Default 1 Conv train:
Total execution time = 0.090 sec
Max memory used by tensors = 2470273536 bytes

Mixed 1 Conv train:
Total execution time = 0.127 sec
Max memory used by tensors = 2644665344 bytes

And I used resnet18 to test. amp is faster, the memory usage is also lower.

def train_resnet18():
    x = torch.randn(64, 3, 224, 224, device='cuda')
    y = torch.randn(64, 1000, device='cuda')
    default_model = resnet18(pretrained=False)
    default_model.cuda()
    default_model.train()
    opt = torch.optim.SGD(default_model.parameters(), lr=1e-3)
    loss_fn = torch.nn.MSELoss().cuda()
    start_timer()
    for _ in range(500):
        y_pred = default_model(x)
        loss = loss_fn(y, y_pred)

        loss.backward()
        opt.step()
        opt.zero_grad()
    end_timer_and_print('default resnet18 training')
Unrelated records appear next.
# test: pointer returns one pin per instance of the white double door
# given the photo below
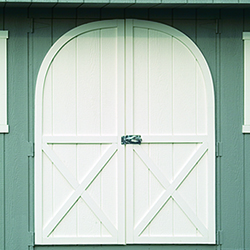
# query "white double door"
(119, 78)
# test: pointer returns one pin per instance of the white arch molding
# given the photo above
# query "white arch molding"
(103, 80)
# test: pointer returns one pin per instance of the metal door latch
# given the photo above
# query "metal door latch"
(131, 139)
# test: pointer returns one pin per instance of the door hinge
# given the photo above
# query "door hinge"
(219, 237)
(217, 26)
(31, 149)
(31, 239)
(219, 149)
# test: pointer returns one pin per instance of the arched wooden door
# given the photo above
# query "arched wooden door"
(105, 80)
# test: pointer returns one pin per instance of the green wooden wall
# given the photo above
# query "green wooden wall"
(217, 32)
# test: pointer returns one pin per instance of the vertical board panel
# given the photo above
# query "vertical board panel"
(140, 99)
(83, 206)
(88, 84)
(183, 89)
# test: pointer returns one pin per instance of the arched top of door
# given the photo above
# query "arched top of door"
(184, 39)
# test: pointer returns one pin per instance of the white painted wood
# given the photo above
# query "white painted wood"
(246, 39)
(181, 125)
(4, 128)
(169, 178)
(77, 140)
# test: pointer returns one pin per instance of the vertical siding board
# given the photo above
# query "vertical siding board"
(231, 122)
(247, 160)
(61, 25)
(2, 216)
(2, 192)
(16, 160)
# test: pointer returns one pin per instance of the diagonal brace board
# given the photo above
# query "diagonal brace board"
(171, 190)
(80, 191)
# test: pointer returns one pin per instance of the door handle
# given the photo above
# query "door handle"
(131, 139)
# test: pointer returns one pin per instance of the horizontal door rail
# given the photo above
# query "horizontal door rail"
(174, 138)
(80, 139)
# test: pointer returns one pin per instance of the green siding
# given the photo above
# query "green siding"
(218, 33)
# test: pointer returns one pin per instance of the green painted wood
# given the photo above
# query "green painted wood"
(16, 159)
(246, 172)
(129, 247)
(247, 190)
(232, 199)
(2, 149)
(224, 53)
(60, 26)
(185, 21)
(2, 196)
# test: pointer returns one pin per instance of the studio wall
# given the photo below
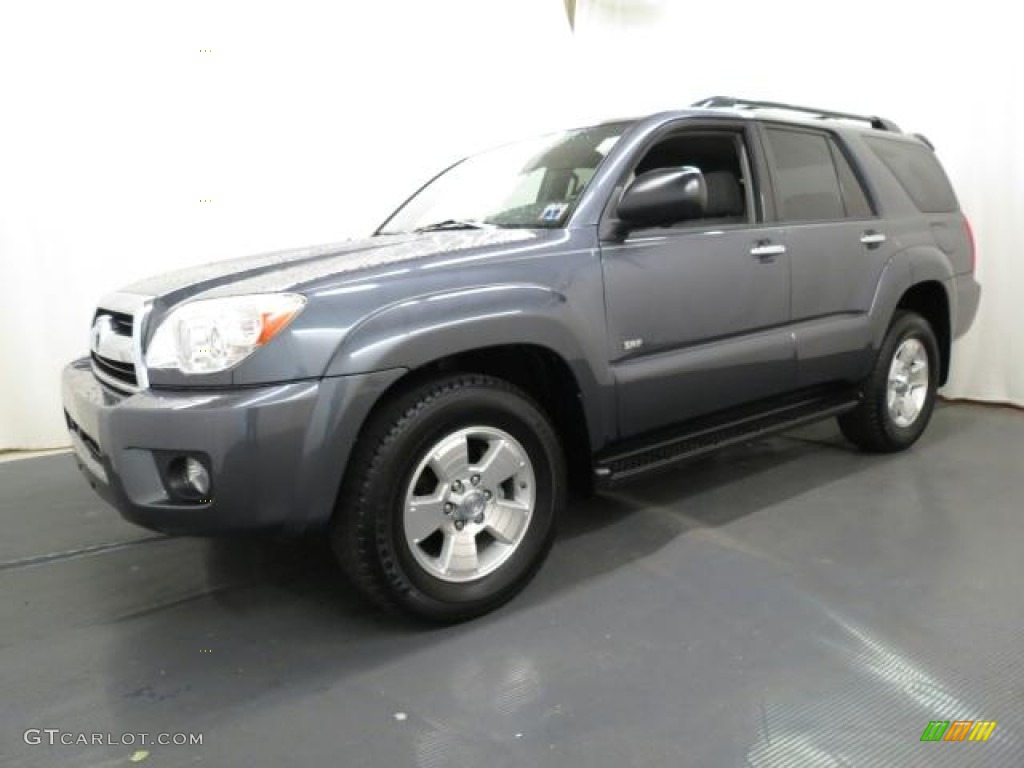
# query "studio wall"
(140, 137)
    mixed_model = resnet18(pretrained=False)
    mixed_model.cuda()
    mixed_model.train()
    scaler = GradScaler()
    mix_opt = torch.optim.SGD(mixed_model.parameters(), lr=1e-3)
    loss_fn = torch.nn.MSELoss().cuda()
    start_timer()
    for _ in range(500):
        with autocast():
            pred = mixed_model(x)
            loss = loss_fn(y, pred)
        scaler.scale(loss).backward()
        scaler.step(mix_opt)
        scaler.update()
        mix_opt.zero_grad()
    end_timer_and_print('mixed resnet18 training')

default resnet18 training
Total execution time = 27.581 sec
Max memory used by tensors = 3741790208 bytes

mixed resnet18 training
Total execution time = 15.231 sec
Max memory used by tensors = 3247211520 bytes

Thanks, I still don’t know the device you were using.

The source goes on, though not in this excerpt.